Поэтому мы иногда видим откровенную «халтуру» в их работе. Например, в экселе просто протягивают одни и те же цифры на целые столбцы или строки. Но заставлять их как-то это все переделывать или отправлять на рецензию нет смысла. Так мы только теряем время. Рецензия, как правило, возвращается к нам, подтверждая все то, что было написано оценщиками.

Им же за это платят деньги, кто вообще нанимает оценщиков – команда ликвидатора?

Если быть предельно честными, то оценщики не виноваты в этой ситуации. У них нет никаких подробных стандартов или методики оценки кредитов. Фонд госимущества до сих пор их не разработал.

Нанимаем оценщиков мы вместе с ликвидаторами — они же тоже являются сотрудниками Фонда. Техническое задание для них формируем мы сами. Проблема в том, что оценщики не могут в полной мере выполнить наши пожелания, потому что это может не соответствовать их лицензии. Лицензирует их Фонд госимущества. Мы год добивались от ФГИ разработки нужной нам методики, были готовы участвовать в процессе вместе с Нацбанком. Но результата до сих пор нет.

Офис делает свою оценку?

Мы не могли долго ждать, пока ФГИ что-то решит с методикой, поэтому разработали свою. Когда наш комитет по продажам принимает решение по конкретному объекту, мы сравниваем свои оценки с данными СОД, и если наша цена выше – начинаем аукцион с нее. Если ниже – начинаем с оценки СОД, потому что терять время и отправлять оценку на рецензию мы позволить себе не можем.

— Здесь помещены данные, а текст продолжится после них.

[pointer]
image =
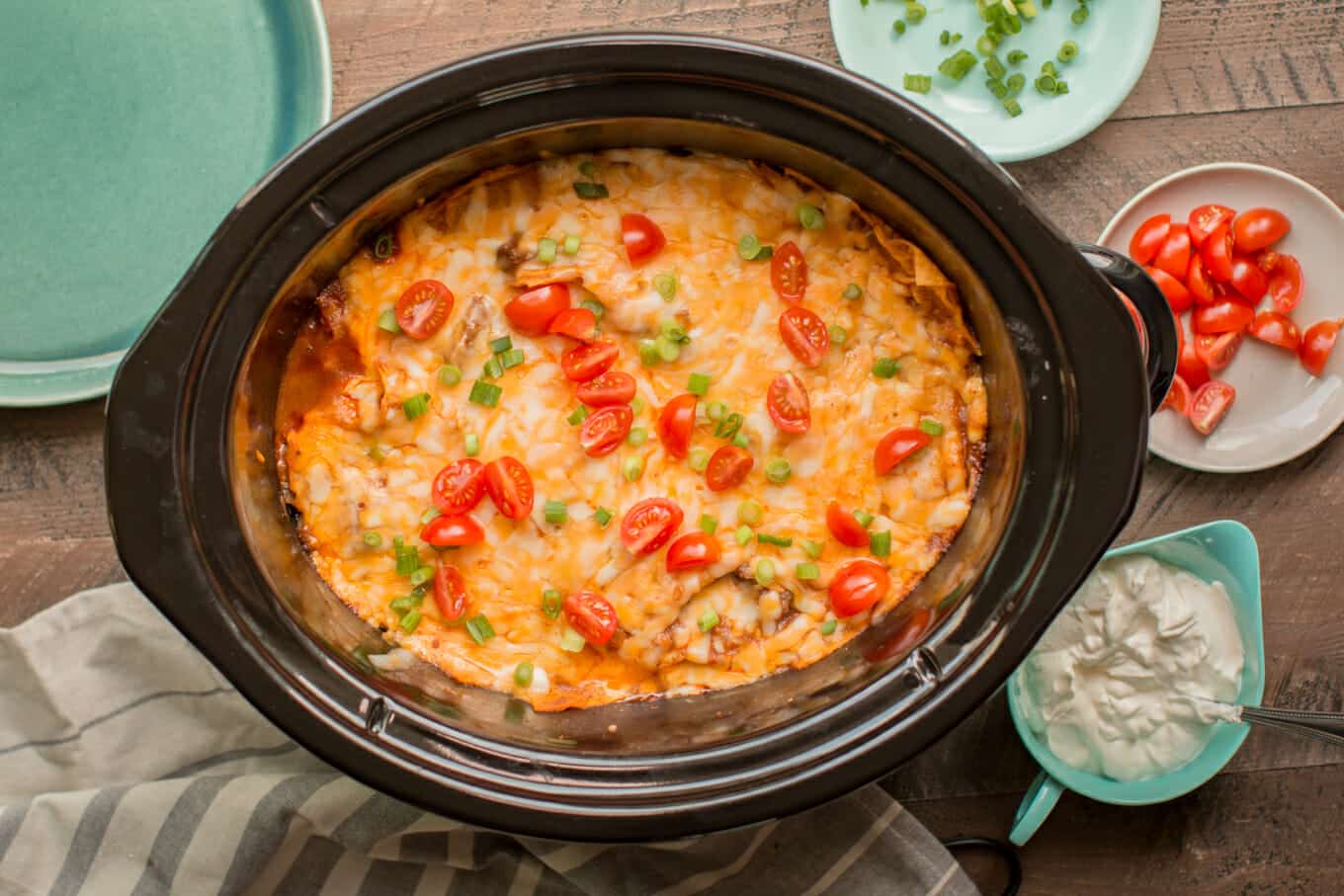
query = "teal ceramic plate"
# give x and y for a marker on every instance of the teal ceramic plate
(1115, 45)
(130, 127)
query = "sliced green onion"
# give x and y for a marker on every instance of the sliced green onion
(728, 426)
(523, 673)
(555, 512)
(480, 629)
(668, 348)
(959, 64)
(588, 190)
(551, 604)
(810, 216)
(484, 394)
(750, 512)
(415, 406)
(918, 83)
(665, 286)
(596, 306)
(885, 368)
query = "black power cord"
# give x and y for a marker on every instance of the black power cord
(1000, 850)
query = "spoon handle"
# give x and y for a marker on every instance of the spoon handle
(1327, 727)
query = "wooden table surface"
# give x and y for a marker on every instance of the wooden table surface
(1249, 81)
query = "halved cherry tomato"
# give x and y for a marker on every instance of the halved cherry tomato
(641, 237)
(613, 387)
(728, 466)
(1206, 219)
(694, 551)
(1255, 228)
(1249, 280)
(1217, 253)
(459, 486)
(1223, 316)
(846, 527)
(1173, 257)
(575, 323)
(1285, 284)
(592, 615)
(787, 399)
(583, 363)
(1210, 404)
(649, 525)
(1276, 329)
(534, 310)
(452, 530)
(1218, 351)
(1191, 367)
(1202, 289)
(1178, 398)
(805, 335)
(857, 586)
(510, 486)
(790, 272)
(1148, 239)
(424, 308)
(449, 592)
(1317, 343)
(1176, 294)
(895, 447)
(605, 429)
(676, 422)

То есть привлечение оценщиков – просто формальность, для продажи их выводы ничего не значат?

Это нужно, чтобы в процессе участвовала хотя бы одна незаинтересованная сторона. Согласно нашим нормативным актам, мы не можем начать аукцион с более низкого уровня, чем цена оценщиков.

Оценщики могут занижать/завышать цены умышленно? Кому это выгодно?

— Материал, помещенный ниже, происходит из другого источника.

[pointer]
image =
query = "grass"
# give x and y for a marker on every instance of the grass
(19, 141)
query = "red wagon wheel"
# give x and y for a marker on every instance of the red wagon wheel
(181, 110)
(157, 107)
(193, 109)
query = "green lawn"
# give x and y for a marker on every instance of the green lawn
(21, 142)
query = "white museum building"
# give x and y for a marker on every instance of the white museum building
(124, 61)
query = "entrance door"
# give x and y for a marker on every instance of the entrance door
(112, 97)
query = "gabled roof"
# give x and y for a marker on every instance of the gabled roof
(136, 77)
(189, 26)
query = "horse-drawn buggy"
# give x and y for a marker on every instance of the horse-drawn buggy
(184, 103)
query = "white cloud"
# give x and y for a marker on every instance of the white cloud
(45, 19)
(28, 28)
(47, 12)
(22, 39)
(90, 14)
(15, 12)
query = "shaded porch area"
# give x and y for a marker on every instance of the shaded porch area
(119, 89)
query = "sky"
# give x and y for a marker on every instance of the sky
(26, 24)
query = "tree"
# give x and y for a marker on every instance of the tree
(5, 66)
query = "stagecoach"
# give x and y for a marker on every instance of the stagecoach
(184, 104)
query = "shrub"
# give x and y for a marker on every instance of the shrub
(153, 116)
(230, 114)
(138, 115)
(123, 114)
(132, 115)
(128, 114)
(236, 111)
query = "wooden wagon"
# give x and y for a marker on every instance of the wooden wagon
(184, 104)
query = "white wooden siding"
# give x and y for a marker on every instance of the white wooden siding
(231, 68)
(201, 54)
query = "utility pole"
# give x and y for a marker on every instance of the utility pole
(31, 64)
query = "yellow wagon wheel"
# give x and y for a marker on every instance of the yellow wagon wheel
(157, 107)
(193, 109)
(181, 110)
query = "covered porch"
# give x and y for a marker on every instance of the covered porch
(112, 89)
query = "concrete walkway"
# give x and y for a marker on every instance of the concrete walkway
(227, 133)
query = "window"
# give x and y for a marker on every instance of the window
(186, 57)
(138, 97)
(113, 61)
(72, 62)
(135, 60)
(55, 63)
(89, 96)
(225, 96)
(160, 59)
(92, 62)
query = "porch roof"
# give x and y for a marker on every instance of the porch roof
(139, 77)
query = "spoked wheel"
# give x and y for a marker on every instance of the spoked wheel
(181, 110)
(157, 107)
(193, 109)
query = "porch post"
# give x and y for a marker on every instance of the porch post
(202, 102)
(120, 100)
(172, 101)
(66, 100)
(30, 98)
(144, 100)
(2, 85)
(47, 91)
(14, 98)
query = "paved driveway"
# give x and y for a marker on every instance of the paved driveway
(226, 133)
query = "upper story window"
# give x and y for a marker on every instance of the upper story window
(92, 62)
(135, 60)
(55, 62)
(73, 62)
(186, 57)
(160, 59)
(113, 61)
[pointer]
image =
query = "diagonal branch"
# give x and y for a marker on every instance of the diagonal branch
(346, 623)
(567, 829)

Мы подозреваем их в таких вещах, да. Главная цель завышения цены – затянуть продажу актива. Вообще, в этом смысле я согласна с главой Фонда Госимущества Игорем Билоусом. Он хочет полностью отказаться от оценки СОД, потому что на институт оценщиков, к сожалению, можно повлиять. Билоус говорит, что крупные активы должны продаваться через международных советников. Все остальное – через Prozorro, но стартовая цена определяется не оценкой СОД, а исходя из предварительных заявок потенциальных покупателей. Я считаю, что это идеальный вариант. Другой вопрос, что в управлении ФГИ находится 3 тысячи объектов, а у нас – несколько миллионов. Собрать предварительные заявки хотя бы по части наших активов даже технически очень сложно.

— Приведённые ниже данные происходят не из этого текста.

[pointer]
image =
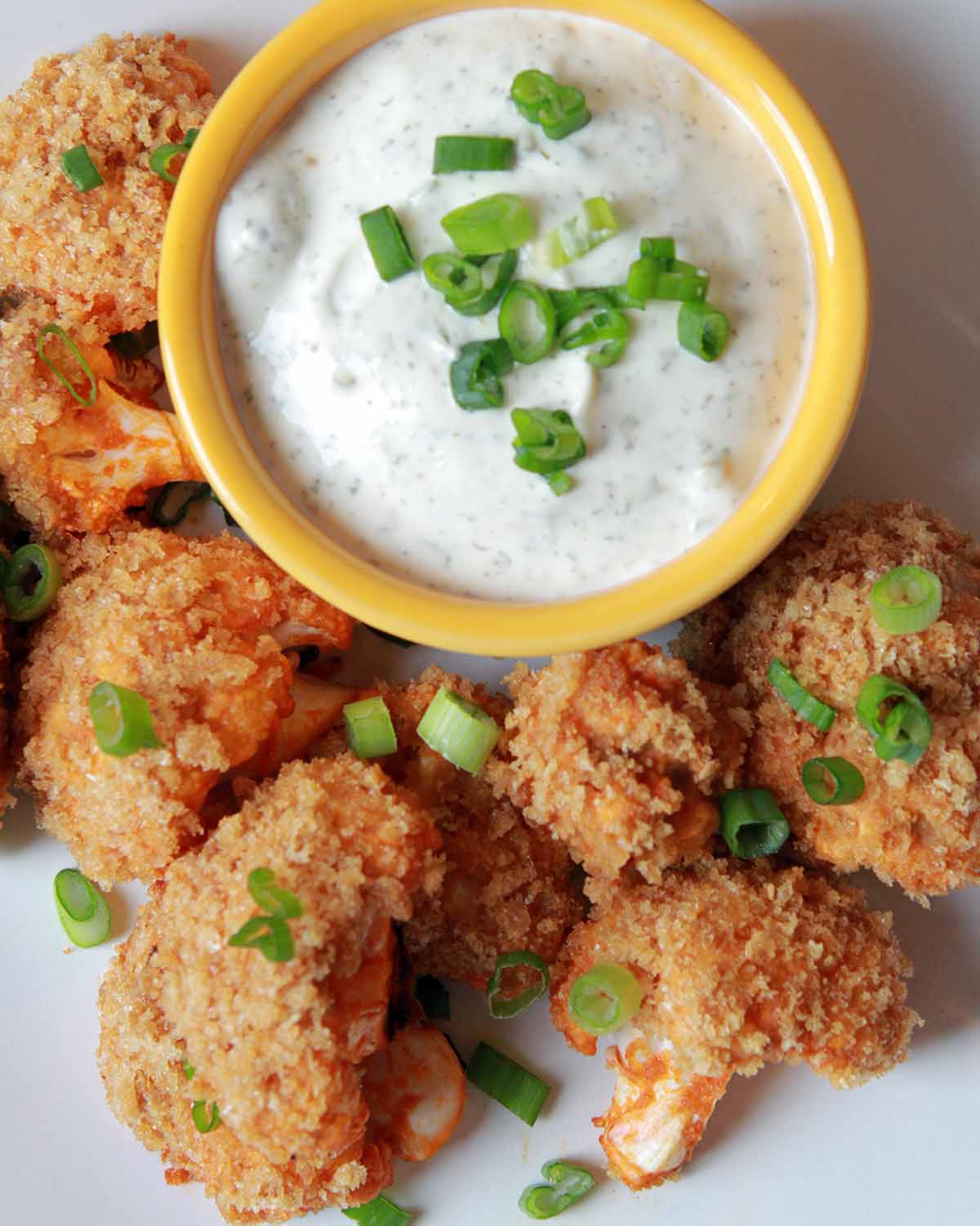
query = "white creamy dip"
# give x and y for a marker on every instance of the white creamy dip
(342, 379)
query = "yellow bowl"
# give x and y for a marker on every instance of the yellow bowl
(249, 109)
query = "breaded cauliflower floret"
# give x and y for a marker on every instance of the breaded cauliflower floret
(197, 628)
(71, 467)
(740, 964)
(276, 1046)
(808, 606)
(616, 753)
(95, 255)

Как вы поступаете, если цена оценщика слишком высокая?

Мы начинаем с нее аукцион, а потом каждый раз снижаем цену на 10%. Иногда начальники отделов просят меня не снижаться, чтобы дать рынку больше времени, запустить дополнительную рекламу. Даже сам факт того, что при сравнительно низкой цене на аукционы по покупке актива никто не приходит, влияет на покупателя не лучшим образом.

Есть какая-то граница, ниже которой цену опускать уже нельзя? Что делать с активами, которые никто не покупает даже за минимальные деньги?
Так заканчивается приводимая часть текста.